Dink Dink said on April 29th, 2005
Just a super cool route
J-Rock said on May 13th, 2005
Originally graded 10a.
peteypablo said on May 5th, 2006
man whoever put a tick mark on the crimp to the left of the fourth bolt needs to be shot, jugs if you go above it, bastards-
K-Dawg said on June 29th, 2006
solid route. I finished it but it wasn't my smoothest climb. I guess you could say I was annihilated. Big holds are there, sometimes a little hard to find with all the chalk on the wall. I'll definitely come back for this route again.
Captain Bad Beta said on July 6th, 2006
I had been eying this route all winter and I finally got the brass to try it. I cruised to the third bolt but then was continuously spit off the wall. I was truely annihilated. I can't wait to go back and try it again!!!!
belay slave said on October 3rd, 2006
I am in love with Annie. Solid, well bolted/set up route. A must do for anyone visiting Muir.
Anonymous said on January 30th, 2008
a real good hold broke off on this route between the second and third bolt. on the ledge just above the second bolt- it was a nice hold for above as you climb just past the second bolt or it could be used as an undercling to make it to reachier face holds above the ledge between the second bolt and third bolt- which is what it was being used for when it broke off the wall! there are still decent holds there- but makes this section a little tougher now- might affect the grade just slightly?
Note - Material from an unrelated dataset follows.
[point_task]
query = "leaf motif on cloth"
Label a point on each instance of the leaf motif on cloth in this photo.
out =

Anonymous said on January 31st, 2008
Really good holds do not break off
bcombs said on January 31st, 2008
They do when guys like me yard on them. :-)
kisor740 said on October 8th, 2008
fun start and multiple good moves but only as hard as its rated if u dont use the two bombers on the left
kisor740 said on October 8th, 2008
fun start and multiple good moves but only as hard as its rated if u dont use the two bombers on the left
Redpoint said on May 10th, 2014
Me and a few other people felt like it was a 10D, maybe the broken hold is taking it's toll, but then again I did miss a clipping jug around the third bolt.
climb2core said on December 16th, 2015
Some one upgraded the anchors to SS 5 piece but left one of the old open shut hangers. Needs to be removed. A hammer would probably work pry/shear off the old bolt but grinder would be better.
Anonymous said on December 16th, 2015
Shit, previous comment meant for Mid-life Crisis.